While we may share this conclusion as interested observers, that's not a proper basis for a judge to find caprice in the Board's decision.

It's a shame, because the decision really was capricious. The four Board members who approved the adoption of the textbooks claimed that they did so without regard to the quality of the materials. They claimed that they were only passing judgement on the quality of the process by which the books were selected. Play the video and listen to what they said. That's bad for two reasons. One, they had a responsibility to consider the quality of the texts and they didn't. Two, they never made much of a review of the process before approving it. The process was, itself corrupt.

A stronger decision from Judge Spector would have been decided on those grounds.

gavroche said...

Charlie Mas said...The Spector decision did appear, to me, to more about pedagogy than process. Judge Spector did appear to be passing judgement on inquiry-based instruction more than on the grounds for the school board's decision. Her conclusion seems to say that since inquiry-based instruction is no good, any decision that ends by recommending inquiry-based instruction can't be very good either.

That's not my read on the Spector decision at all. She said the board failed to consider the 300+ pages of public testimony opposing "Discovering" math, and, I believe, other data, and therefore concluded that the board did not take into consideration all the facts it should have when it made its decision, thus amounting to an "arbitrary and capricious" vote.
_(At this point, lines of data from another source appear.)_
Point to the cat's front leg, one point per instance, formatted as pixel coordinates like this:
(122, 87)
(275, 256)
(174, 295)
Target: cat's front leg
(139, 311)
She did not say the texts or the use of them was arbitrary and capricious. She said the method by which SPS arrived at this choice was flawed and therefore amounted to an arbitrary and capricious act.

I did not find anything in the decision that represented the judge's own point of view on the value of the textbooks in question.

It's ironic -- the Board likes to go on and on about the importance of the "process" (especially Sundquist), and yet the point of the Spector decision is that the Board did NOT follow the process.